Hört man sich die Regierungserklärung des neuen Ministerpräsidenten an, so scheint für ihn die Digitalisierung der Bildung vor allem im Austausch von Büchertaschen durch Tablets zu bestehen. Immerhin 50.000 digitale Klassenzimmer sollen in Bayern entstehen, aber auch das bedeutet lediglich den Austausch von Infrastruktur, eine notwendige aber eben keine hinreichende Bedingung für digitale Bildung.

Sicher diese infrastrukturellen Anpassungen bringen neue, häufig interaktivere Lernformen mit sich. Im Bereich der Binnendifferenzierung, der Anpassung des Anforderungsniveaus an die Fähigkeiten der einzelnen Schüler*innen, eröffnen elektronische Endgeräte durch individuelle Aufgabenauswahl neue Unterrichtskonzepte. Vorbei sind die Zeiten, als die Lehrkräfte noch dutzende unterschiedliche Arbeitsblätter kopieren mussten. An diesem Beispiel zeigt sich aber, dass die Anpassung der Infrastruktur häufig nur vorher analoge Prozesse in digitale überführt. Damit einhergehen mag eine deutliche Zeitersparnis und Verbesserungen im Bereich des individuellen Lernens, allerdings wird für elektronische Systeme auch eine entsprechende Wartung benötigt. Diese kann kaum zusätzlich von den Lehrkräften geleistet werden. Der Einsatz von weiterem Personal ist daher genauso nötig wie die Fortbildung der Lehrkräfte für den pädagogischen Einsatz von digitalen Medien, ansonsten verfehlen die Investitionen in digitale Infrastruktur ihren Zweck.

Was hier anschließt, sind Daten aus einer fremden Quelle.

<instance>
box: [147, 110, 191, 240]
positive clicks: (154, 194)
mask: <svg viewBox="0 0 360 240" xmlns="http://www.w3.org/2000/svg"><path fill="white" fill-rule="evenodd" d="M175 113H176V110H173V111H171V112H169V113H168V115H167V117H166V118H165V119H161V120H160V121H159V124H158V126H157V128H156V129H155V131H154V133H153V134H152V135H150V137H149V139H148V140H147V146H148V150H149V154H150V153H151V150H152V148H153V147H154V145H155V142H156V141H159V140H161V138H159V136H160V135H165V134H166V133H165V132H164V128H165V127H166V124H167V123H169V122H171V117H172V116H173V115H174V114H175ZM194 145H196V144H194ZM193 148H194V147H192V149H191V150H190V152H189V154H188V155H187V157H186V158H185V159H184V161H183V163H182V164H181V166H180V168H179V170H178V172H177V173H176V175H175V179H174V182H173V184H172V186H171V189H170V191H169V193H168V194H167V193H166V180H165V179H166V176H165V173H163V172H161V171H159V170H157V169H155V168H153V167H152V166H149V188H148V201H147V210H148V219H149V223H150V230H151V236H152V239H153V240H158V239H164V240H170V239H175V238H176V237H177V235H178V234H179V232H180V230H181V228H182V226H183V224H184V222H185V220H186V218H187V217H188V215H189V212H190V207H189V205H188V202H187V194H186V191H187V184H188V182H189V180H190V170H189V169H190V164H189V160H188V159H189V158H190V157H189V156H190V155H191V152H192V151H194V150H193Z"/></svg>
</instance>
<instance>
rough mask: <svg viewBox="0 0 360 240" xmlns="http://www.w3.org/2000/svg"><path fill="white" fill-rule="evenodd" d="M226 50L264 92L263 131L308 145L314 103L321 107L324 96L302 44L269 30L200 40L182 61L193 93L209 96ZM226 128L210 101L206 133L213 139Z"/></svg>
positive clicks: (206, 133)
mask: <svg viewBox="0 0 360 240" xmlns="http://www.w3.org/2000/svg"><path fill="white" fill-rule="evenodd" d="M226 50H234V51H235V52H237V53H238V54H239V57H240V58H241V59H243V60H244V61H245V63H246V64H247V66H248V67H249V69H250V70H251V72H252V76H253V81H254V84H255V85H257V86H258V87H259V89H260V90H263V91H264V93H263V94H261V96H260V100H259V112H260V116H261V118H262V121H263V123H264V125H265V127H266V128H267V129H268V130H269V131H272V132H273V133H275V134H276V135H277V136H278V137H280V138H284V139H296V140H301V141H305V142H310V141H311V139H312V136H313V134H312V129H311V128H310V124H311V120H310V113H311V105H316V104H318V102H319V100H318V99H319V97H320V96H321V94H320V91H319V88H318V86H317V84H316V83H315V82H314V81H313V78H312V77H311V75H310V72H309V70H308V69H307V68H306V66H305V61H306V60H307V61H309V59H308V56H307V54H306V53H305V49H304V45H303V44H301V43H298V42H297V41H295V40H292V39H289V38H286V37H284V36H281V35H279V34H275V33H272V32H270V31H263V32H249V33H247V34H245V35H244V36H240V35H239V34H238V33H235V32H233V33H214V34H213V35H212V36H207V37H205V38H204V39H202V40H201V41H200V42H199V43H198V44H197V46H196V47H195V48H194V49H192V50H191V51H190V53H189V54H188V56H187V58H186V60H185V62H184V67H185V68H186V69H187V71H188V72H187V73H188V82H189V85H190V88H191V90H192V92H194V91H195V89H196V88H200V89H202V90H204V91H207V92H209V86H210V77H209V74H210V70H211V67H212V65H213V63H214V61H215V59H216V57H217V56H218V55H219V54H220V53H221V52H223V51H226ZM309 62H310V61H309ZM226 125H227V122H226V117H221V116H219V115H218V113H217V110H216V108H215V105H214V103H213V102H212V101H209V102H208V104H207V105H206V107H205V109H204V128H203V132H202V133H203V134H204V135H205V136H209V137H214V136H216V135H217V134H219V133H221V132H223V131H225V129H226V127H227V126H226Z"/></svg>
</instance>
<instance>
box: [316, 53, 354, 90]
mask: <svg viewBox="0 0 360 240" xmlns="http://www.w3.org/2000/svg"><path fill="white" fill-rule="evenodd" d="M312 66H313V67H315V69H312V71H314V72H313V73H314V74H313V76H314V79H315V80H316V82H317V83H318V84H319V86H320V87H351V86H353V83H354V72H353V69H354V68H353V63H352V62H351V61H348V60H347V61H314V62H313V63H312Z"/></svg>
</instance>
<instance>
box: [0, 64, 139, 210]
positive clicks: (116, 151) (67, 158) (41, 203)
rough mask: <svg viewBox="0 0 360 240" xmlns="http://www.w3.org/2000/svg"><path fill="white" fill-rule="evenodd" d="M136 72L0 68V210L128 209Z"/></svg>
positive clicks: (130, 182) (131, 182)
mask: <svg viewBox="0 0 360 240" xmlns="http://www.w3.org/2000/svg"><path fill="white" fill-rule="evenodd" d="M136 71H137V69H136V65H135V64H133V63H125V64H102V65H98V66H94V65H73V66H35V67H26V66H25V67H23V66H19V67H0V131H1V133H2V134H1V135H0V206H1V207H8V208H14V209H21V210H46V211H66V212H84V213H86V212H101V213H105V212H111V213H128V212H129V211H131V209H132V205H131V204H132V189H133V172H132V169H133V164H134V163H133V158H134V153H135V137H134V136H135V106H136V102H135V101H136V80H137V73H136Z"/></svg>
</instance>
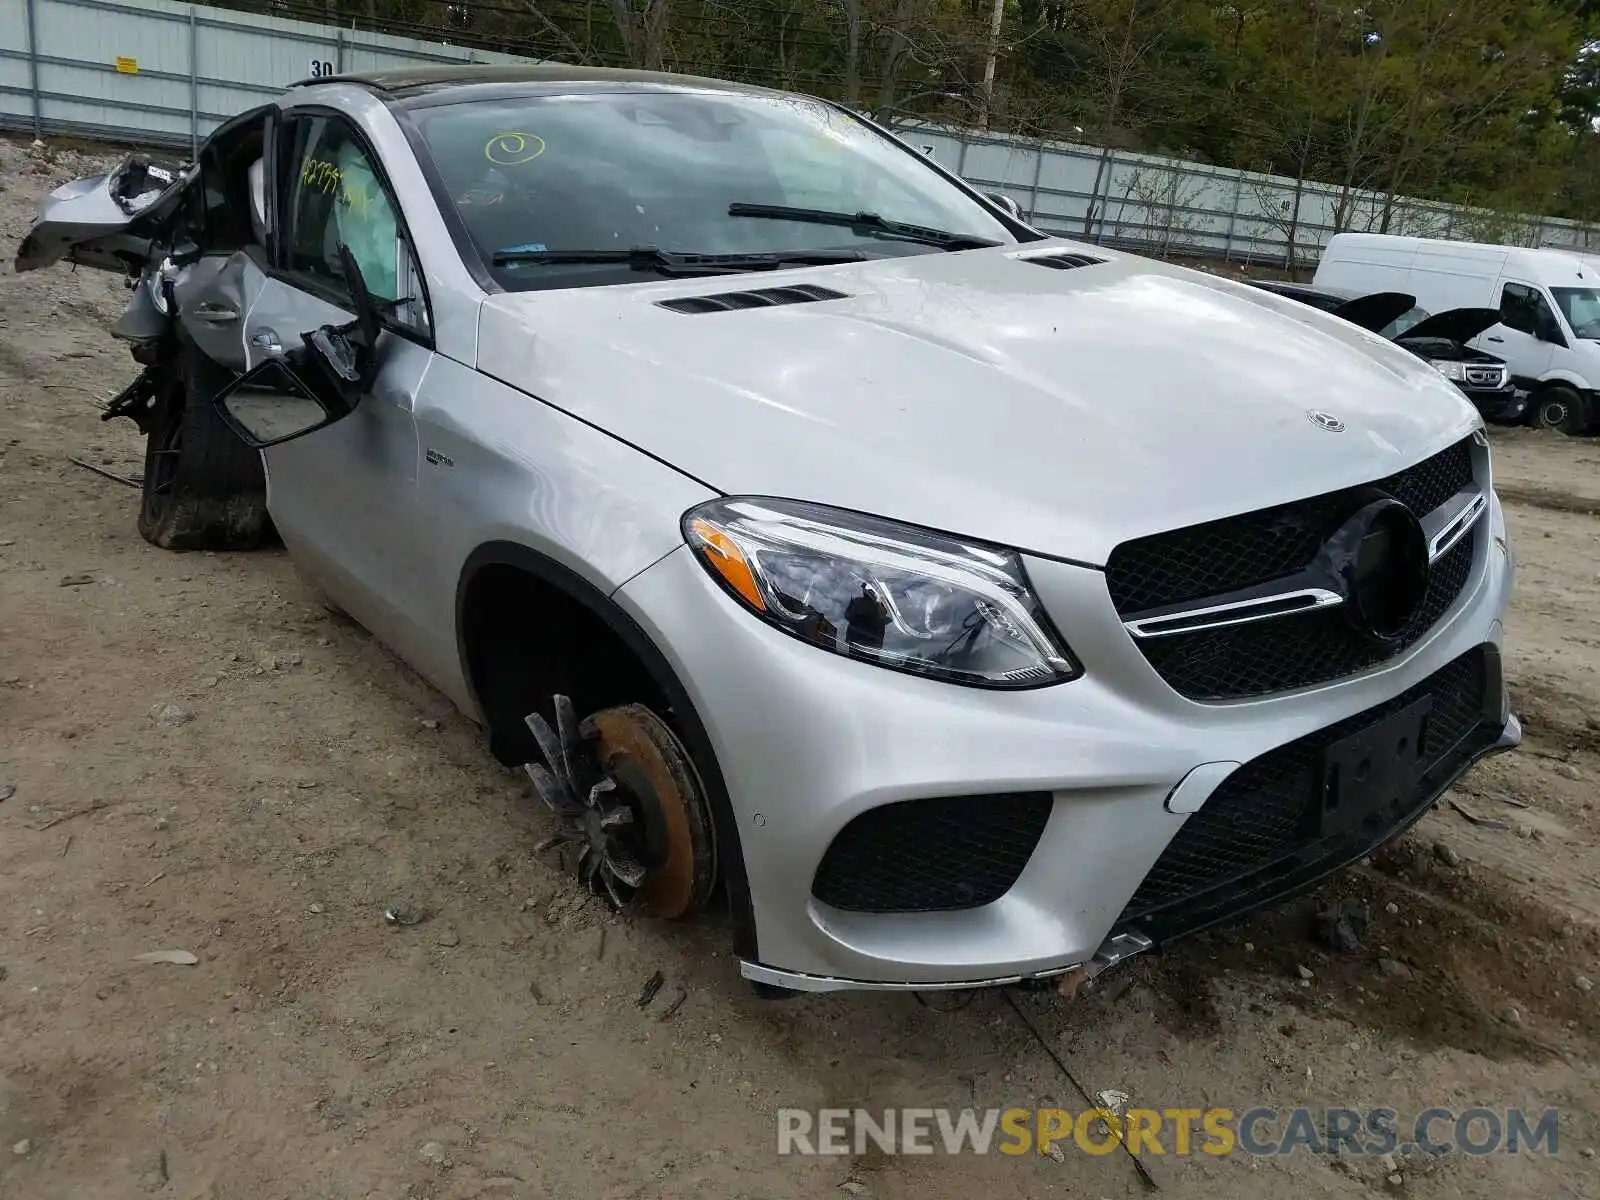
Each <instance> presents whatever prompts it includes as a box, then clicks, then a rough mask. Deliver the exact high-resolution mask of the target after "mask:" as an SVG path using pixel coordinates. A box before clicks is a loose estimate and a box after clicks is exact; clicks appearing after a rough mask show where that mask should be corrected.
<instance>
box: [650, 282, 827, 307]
mask: <svg viewBox="0 0 1600 1200" xmlns="http://www.w3.org/2000/svg"><path fill="white" fill-rule="evenodd" d="M824 299H846V296H845V293H843V291H834V290H832V288H819V286H816V285H814V283H800V285H795V286H792V288H755V290H752V291H723V293H720V294H717V296H683V298H680V299H670V301H658V304H659V306H661V307H662V309H672V310H674V312H688V314H698V312H730V310H733V309H771V307H776V306H779V304H814V302H816V301H824Z"/></svg>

Ein nachhaltiges digitales Bildungskonzept muss aber über den reinen Austausch der Infrastruktur hinausgehen. Es darf sich nicht nur um die bloße Anwendung digitaler Medien im Unterricht drehen, sondern muss sich sowohl mit ihrer technischen Funktionsweise als auch ihren gesellschaftlichen Auswirkungen befassen. Statt nur mit Hilfe der Digitalisierung zu lehren, muss auch über Digitalisierung gelehrt werden. Unser gerade erst beschlossene Landtagswahlprogramm fordert hierzu einen Digitalkundeunterricht. Wie kann man sich diesen vorstellen?

Bereits in der Grundschule kann spielerisch auf die technische Funktionsweise von Computern eingegangen werden. In der Vergangenheit wurden hierzu kindertaugliche Mikrocontroller und Kleincomputer wie der Raspberry Pi, Calliope mini oder micro:bit entwickelt. In Verbindung mit grafischen Programmiersprachen wie Scratch können Algorithmen so wie Bauklötze zusammengesetzt werden. Testphasen laufen bereits an einigen Schulen in Deutschland. Neben diesem grundlegenden technischen Verständnis ist es wichtig, die Kinder und Jugendlichen für den Umgang mit ihren Daten im Internet zu sensibilisieren. Bereits früh muss durch einfache Beispiele die umfassende Möglichkeit der Datensammlung aufgezeigt werden. Big Data gehört ebenso wie die sich rasant entwickelnden Neuronalen Netze in ein Bildungskonzept für die weiterführenden Schulen. Im auszubauenden Sozialkundeunterricht begegnet dieses gewonnene technische Verständnis dann den gesellschaftlichen und politischen Auswirkungen.